Just like with most open source code - I have absolutely no idea what to do with it, but I still love that it’s freely available.
The article is technically correct in that the code has been open-sourced and published, except it happened in 2016, so I’m guessing the author just decided to ride the Artemis hype.
Adding that the Apollo 11 soft isn’t much more complex as the one of an current pocket calculator, I doubt that it can even run DOOM. NASA anyway has a huge OpenSource catalogue, all their soft used is OpenSource, despite some with restricted licenses only for official uses. Same for other Space agencies, eg. from the ESA. Good sources for astronomic fans.
See ya losers I’m going to moon \s
/s everywhere making the jokes less funny, its funny to see people not getting the jokes anyway.
Ah, but it’s also funny to see people whine about /s anytime it’s used. It’s quite the conundrum.
my bad then I didnt know everyone was whining about it lol
They said \s, stupid
/s
the crucial 30 lines of assembly for calculating Apollo 11’s navigation trajectories.
I was never skeptical we went to the moon until now.
How the hell can you do all that in 30 lines?!?
I mean, the math required is basically first year college level stuff.
Making a machine that will accurately follow that trajectory and not kill you is the hard part.
Very efficiently.
Or for a less cheeky answer, I believe the method they used at a high level was pointing a camera at a few guide stars, so the 30 lines of assembly might have been a loop that checked those cameras for any drift of those stars and did a correction pulse of the rotation boosters to keep them centered. Oh, one of the references might have been the signal strength from home, too (signal gets weaker if the antenna isn’t aligned).
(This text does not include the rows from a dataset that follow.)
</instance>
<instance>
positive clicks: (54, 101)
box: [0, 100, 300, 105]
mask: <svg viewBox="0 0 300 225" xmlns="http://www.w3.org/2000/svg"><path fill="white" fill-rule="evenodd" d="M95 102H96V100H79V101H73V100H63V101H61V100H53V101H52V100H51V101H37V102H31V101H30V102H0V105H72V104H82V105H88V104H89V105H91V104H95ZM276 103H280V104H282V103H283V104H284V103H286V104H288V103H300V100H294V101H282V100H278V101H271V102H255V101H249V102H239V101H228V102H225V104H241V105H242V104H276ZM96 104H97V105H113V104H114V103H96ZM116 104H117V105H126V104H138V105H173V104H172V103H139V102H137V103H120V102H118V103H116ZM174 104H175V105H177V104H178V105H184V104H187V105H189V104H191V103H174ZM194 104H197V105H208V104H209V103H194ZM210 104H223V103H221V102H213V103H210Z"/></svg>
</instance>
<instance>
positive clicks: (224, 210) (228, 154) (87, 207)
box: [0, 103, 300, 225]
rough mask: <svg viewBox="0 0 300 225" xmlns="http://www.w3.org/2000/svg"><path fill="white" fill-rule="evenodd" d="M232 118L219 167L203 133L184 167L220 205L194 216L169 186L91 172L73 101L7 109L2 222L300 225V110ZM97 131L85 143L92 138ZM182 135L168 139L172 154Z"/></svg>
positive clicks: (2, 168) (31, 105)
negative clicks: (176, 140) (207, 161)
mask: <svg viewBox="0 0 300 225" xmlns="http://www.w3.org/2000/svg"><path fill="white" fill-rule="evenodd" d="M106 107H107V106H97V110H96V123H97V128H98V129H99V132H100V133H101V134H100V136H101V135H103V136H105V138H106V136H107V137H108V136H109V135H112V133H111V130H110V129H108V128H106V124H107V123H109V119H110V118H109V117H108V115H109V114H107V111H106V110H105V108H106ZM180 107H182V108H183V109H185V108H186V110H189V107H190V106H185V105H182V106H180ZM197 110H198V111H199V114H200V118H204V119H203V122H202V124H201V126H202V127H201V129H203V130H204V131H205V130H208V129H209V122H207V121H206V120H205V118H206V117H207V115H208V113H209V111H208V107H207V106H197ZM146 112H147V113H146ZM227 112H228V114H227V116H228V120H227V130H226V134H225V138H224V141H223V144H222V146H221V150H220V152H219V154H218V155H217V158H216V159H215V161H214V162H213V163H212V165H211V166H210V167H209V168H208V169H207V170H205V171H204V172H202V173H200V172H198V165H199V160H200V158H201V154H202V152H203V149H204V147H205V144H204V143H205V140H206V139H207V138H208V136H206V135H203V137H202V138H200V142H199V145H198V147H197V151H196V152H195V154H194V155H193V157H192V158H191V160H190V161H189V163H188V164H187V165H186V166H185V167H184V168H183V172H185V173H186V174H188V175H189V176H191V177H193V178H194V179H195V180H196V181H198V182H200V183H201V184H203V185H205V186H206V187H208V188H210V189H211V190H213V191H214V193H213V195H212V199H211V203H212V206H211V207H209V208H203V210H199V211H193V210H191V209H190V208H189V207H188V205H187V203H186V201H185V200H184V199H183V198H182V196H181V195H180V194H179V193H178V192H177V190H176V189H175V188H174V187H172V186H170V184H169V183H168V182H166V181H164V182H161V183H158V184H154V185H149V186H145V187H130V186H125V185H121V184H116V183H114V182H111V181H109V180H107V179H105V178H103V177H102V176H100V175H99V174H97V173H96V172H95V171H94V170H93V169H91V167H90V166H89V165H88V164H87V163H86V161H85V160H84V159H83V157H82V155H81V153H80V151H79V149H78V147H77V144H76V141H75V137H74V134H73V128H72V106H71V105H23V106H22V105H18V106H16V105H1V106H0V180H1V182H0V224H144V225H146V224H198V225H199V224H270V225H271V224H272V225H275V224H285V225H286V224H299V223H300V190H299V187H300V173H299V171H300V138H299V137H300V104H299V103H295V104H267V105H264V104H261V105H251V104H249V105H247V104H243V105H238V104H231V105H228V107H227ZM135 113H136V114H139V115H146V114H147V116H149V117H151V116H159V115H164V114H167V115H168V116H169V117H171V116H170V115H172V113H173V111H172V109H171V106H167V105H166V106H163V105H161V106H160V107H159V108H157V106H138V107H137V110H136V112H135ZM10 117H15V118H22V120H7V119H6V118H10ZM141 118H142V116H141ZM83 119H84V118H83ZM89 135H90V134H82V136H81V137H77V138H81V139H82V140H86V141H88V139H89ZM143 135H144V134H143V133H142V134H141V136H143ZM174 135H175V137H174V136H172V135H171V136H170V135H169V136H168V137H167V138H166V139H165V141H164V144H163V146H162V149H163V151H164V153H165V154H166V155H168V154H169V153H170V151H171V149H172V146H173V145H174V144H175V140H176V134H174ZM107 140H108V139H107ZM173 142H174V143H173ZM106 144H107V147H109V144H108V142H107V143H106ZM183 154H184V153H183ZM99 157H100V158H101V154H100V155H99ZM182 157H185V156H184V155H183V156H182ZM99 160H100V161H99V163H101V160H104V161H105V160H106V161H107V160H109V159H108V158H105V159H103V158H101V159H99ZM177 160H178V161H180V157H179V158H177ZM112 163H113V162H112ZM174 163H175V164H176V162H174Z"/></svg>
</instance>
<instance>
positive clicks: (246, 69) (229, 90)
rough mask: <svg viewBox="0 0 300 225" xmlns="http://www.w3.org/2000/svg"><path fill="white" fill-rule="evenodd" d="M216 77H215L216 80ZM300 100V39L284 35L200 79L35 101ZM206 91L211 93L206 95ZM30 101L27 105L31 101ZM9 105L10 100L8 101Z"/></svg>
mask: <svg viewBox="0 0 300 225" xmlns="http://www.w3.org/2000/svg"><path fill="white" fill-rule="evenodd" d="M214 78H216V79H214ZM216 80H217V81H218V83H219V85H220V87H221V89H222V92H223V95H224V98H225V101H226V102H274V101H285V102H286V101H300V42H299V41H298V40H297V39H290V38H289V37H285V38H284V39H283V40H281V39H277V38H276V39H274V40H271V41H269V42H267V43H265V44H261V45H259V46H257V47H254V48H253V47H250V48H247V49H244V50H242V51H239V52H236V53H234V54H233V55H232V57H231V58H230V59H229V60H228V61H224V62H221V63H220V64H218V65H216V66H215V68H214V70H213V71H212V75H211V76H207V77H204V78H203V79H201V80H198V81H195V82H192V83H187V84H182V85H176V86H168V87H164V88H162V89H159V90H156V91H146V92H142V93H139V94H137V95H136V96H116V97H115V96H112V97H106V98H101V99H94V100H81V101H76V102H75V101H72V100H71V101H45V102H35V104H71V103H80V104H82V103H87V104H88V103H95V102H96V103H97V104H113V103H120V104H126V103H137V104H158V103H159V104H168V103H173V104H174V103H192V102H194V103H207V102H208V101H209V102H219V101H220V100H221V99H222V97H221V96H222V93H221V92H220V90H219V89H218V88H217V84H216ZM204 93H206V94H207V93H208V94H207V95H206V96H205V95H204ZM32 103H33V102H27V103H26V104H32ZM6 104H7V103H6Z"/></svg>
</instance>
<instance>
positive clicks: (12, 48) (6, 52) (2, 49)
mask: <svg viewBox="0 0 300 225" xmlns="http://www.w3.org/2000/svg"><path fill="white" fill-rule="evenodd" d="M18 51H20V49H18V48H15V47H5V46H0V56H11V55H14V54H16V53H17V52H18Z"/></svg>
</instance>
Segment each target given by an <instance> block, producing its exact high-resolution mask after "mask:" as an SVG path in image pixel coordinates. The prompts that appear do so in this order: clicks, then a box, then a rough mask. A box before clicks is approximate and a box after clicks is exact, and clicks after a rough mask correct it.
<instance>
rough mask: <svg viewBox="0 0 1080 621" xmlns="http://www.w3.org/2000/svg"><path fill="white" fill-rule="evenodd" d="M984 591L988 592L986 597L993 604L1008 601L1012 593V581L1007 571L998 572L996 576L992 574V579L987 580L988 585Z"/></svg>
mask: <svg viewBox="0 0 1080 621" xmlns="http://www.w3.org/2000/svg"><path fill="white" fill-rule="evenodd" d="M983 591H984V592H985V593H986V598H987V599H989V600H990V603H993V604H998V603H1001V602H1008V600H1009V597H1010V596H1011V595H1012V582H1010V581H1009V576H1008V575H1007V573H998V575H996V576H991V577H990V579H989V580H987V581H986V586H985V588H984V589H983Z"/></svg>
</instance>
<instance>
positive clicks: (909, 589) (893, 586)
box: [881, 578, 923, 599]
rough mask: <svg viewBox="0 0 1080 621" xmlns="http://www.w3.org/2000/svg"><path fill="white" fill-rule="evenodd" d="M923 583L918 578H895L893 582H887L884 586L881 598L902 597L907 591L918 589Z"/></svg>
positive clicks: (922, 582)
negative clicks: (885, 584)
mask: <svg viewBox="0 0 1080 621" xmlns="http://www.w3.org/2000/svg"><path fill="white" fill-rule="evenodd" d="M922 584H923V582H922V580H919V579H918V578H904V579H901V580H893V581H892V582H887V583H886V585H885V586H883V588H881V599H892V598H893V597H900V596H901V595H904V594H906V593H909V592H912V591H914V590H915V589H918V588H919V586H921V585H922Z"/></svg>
Unless it was an emergency, it might only need to look at 5 pixels to determine alignment and correction.
Also, just because it’s assembly doesn’t mean it can’t call subroutines and functions, so that 30 lines might be misleading in the way those several lines in the other reply have way more going on. That said, if it’s just doing a pixel brightness comparison, that’s one line to read the central pixel, then for each direction one line to read that pixel, one more to compare, one line to jump to next comparison if center is brighter, one instruction to initiate correction burn, one instruction to stop it immediately after, then one instruction to return to the start of the loop… Which comes to 22 lines total, leaving 8 for logging or maybe timing the burn. And that’s assuming their instruction set didn’t have anything fancy like read and compare, compare and jump, or a single instruction burn pulse.